A double entendre might make your trademark protectable

If this article wasn’t filled with double-entendres, it would be no pun.  So, I’ve added sum for a humorous effect.  I’ll do my best to keep most of my jokes in my back pocket, butt beware.

Double-entendres are good things when it comes to trademark law.  They produce secondary meaning, which means they make a mark distinctive.  And, when it comes to trademark law, everyone nose that you can’t pass the smell test of protection without being distinkt.  Trademarks don’t mean anything unless they reference a source of goods or services.  That’s why the law simply won’t protect certain marks, like generic ones.  Generic marks, by definition, mean the actual goods or services themselves rather than the entity offering them, so they produce no trademark protection for lack of distinction.

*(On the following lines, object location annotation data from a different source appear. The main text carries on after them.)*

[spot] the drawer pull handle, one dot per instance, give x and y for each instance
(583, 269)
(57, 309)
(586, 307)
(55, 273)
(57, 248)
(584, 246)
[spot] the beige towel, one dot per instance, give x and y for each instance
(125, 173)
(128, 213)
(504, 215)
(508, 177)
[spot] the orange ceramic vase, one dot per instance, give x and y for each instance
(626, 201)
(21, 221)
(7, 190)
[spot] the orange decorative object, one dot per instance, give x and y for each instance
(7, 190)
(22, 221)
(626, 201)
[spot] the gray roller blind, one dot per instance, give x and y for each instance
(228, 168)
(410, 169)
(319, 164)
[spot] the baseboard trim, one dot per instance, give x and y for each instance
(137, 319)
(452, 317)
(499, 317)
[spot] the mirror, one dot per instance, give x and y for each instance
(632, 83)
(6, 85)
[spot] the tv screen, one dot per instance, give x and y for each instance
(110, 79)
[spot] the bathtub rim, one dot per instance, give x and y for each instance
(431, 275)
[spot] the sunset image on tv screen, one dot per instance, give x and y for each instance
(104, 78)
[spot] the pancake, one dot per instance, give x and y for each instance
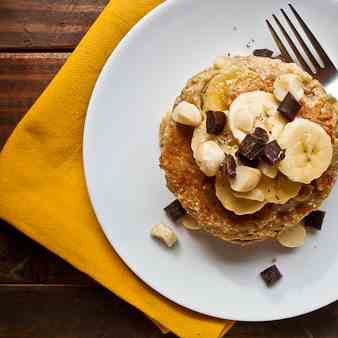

Merely descriptive words are a different situation, though.  They might tie directly to a good or service, or they might knot.  There are five categories of trademarks that range from conceptually weak to conceptually strong (or distinctive).  Generic marks are weakest and receive no protection.  Suggestive, arbitrary, and fanciful marks are strong and will never be refused protection for lack of distinctiveness.  Merely descriptive marks exist in a gray area.  They are the only mark category, from a conceptual strength perspective, capable of developing distinctiveness where none previously existed.

There’s more than one way to clothe a merely descriptive mark with distinctiveness out of nowear.  One way is brute force: use it a lot, advertise it a lot, and cram it down the public’s throat.  Smother the masses with your mark so intensely, or for such a lung time, that resisting a relatedness between your goods and your mark, they kinnot.  Another way might be more elegant (and is surely more amusing).  Make your mark a pun, or a double entendre, and it will have a built-in source of distinctiveness.  In re JC Hosp. LLC, 802 F. App’x 579 (Fed. Cir. 2020); see also In re Fox, 702 F.3d 633 (Fed. Cir. 2012) (this case involved poultry pops (tisk, tisk, tips), and the double entendre was not safe for work).

Merriam Webster’s definition of double-entendre is “a word or expression capable of two interpretations with one usually risqué.”  Its definition of pun is “the usually humorous use of a word in such a way as to suggest two or more of its meanings or the meaning of another word similar in sound.”  Puns and double-entendres have secondary meanings by definition.  A distinctive trademark is one that has secondary meaning.  So, it should now be a parent that a merely descriptive mark crossed with a pun will produce a protectable trademark as an offspring.  But keep in mind that even a punny mark will fell the test of distinction if all alternative meanings merely describe the relevant goods or services without standing out in a distinct way.

My intuition is that I probably enjoyed writing this far more than you enjoyed reading it.  Will I regret drowning us in my jokes?  We shall sea.  Do I take pleasure in cleverly explaining the finer points of trademark law?  Of coarse.  Hopefully you got a good laugh (or a smirk and an eyeroll) and learned something two.  Okay, enough.  I’m done with this sheet.

PS: How many puns did I sandwich in this article?

PSS: The title of this blog is a triple entendre. Can you discern all three meanings?